Им-то никакие разрешения взрослых не требовались. Они и сами уже были взрослыми. А солдат на воротах — ну его. Хорошо, что такой молодой попался. Другой бы еще подумал, пускать или не стоит…
Ну, по крайней мере, один пункт готов: на пруд они посмотрели. Вода здесь, наверное, жутко ядовитая, но Кип предусмотрительно держался подальше. Хватало одного взгляда на синюю ряску — вот это жуть! Квакши в список не входили, и ладно. Хорошо бы поймать хоть штучку себе в коллекцию, но одно дело — засушивать бабочек, и другое — свежевать лягушек. Кип надеялся, что ему поможет Локус или хотя бы Трид, но раз никого здесь не водится, то и переживать нечего.
Кип весело присвистнул и, развернув свой планшет, вычеркнул пруд.
— Что там еще осталось? — вытянул шею Трид.
— Купить ваты, — сглотнул Кип. Пока добирались до пустыря, живот скрутило так, будто никакого омлета ему мать и не готовила.
— О, это я понимаю, — кряхтя, Трид поднялся на ноги. — Я ради ваты хоть куда.
— Смотри, как бы желудок менять не пришлось, — хохотнул Локус.
Трид надулся, а Мирна, съехав с камня, кивнула.
— Я тоже есть хочу. Прогуляемся. А закат на колокольне встретим. Там ведь колокольня последняя, да, головастик?
Она редко говорила с Кипом. Все больше смотрелась в зеркальце, улыбалась Триду и надменно косилась на Локуса, и Кип зарделся. Когда он увязался за ребятами, Мирна его вообще не замечала. Думала, наверное, он сам отстанет. Когда же поняла, что от Кипа так просто не избавиться, называла его перед другими малявкой. Теперешний «головастик» звучал от нее комплиментом.
Кип гордо кивнул. Ему ведь доверили вести летний список. Сто пунктов! И вот осталось всего два, и эта красивая девчонка уже перестала его ненавидеть. Плетясь следом за ребятами, Кип замечтался. Вот бы у него была такая подруга, как Мирна! Чтобы был у нее длинный нос, тонкие пальцы и высокий голос. А еще — фигура. Девчонки без изгибов девчонками ему даже не казались. Но Мирна ему не подойдет. Ей уже скоро двадцать, и ей придется найти работу, чтобы оплачивать операции. Папочка у нее, конечно, богатый, но не миллионер, и работать ей все равно придется. А Кипу лучше найти кого-то помладше. Чтобы не говорила о процентах и каких-то там бронхитах.
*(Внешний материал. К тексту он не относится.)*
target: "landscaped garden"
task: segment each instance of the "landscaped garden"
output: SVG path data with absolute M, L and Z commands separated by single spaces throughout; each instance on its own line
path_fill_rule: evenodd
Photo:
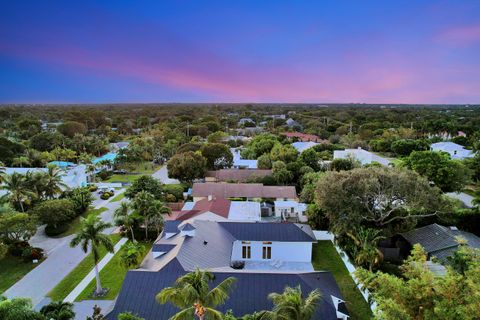
M 139 261 L 141 262 L 145 255 L 150 251 L 152 243 L 141 243 L 141 257 Z M 88 286 L 83 290 L 83 292 L 77 297 L 76 301 L 81 300 L 113 300 L 120 293 L 122 288 L 123 279 L 127 275 L 128 268 L 123 263 L 123 256 L 125 251 L 128 248 L 123 246 L 108 262 L 108 264 L 100 271 L 100 279 L 102 280 L 102 286 L 108 288 L 108 292 L 105 296 L 94 298 L 91 296 L 92 292 L 95 289 L 95 279 L 93 279 Z M 135 266 L 135 267 L 138 267 Z
M 372 318 L 372 312 L 368 303 L 357 289 L 331 241 L 318 241 L 318 243 L 313 245 L 312 263 L 315 270 L 330 271 L 333 274 L 346 301 L 350 319 L 364 320 Z
M 111 235 L 113 244 L 116 244 L 120 240 L 120 235 Z M 107 254 L 107 250 L 103 247 L 99 248 L 100 259 Z M 62 301 L 67 297 L 70 292 L 87 276 L 87 274 L 93 269 L 94 261 L 93 255 L 90 253 L 86 256 L 76 267 L 73 269 L 63 280 L 48 293 L 53 301 Z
Пока не исчез отец, мать говорила о займах легко и весело. Ну, еще один долг, подумаешь.
— Прорвемся, — вот как она говорила. — Людей много, а выживает сильнейший. И мы, — она хватала сестер за косички и тянула Кипа за руку, — мы — сильнее всех.
Когда отец не вернулся, мать вдруг полюбила богов. Заставила образками спальню, поселила двоих на кухне и повесила одного у входа.
— Чтобы защищали, — объяснила она.
С тех пор она молилась каждый вечер. А сегодня — в день сожжения — она будет молиться так долго, что станет белой, как парафиновая свечка.
Вата была такой липкой, что к середине палочки Кип измазался, как маленький. Чтобы не позориться перед друзьями, он скинул остатки ваты в канаву и тщательно облизался. Угощение было сладким до омерзения, но Кип старательно улыбался. Другим же нравится, значит, и ему тоже!
Чтобы не искушать судьбу, через ворота во второй раз ребята не пошли. Мало ли стражу сменили… Они перебрались через стену у фруктовой лавки и, улюлюкая, бросились к развалинам. Про этот переход патрули еще пока не узнали. Обычно такие лазейки заделывали сразу — стену проверяли каждую неделю. Но здесь, прямо за лавкой, навалили пустых ящиков, и забраться на них было проще простого. Скоро их, конечно, уберут, но ребята не отчаивались. Город большой, и выход найдется всегда. А если и не тайный, то и ворота сойдут. Главное — не мелькать там слишком часто, а то заподозрят побег.
Вообще-то Кип думал, что его отец сбежал. Родители спорили часто, и из этих перепалок Кип понял: равнина отцу нравится, а вот матери не хотелось быть бродяжкой — так она говорила. Она все твердила про работу, про возможности, про будущее, а отец только замолкал. На том их ссоры обычно и заканчивались.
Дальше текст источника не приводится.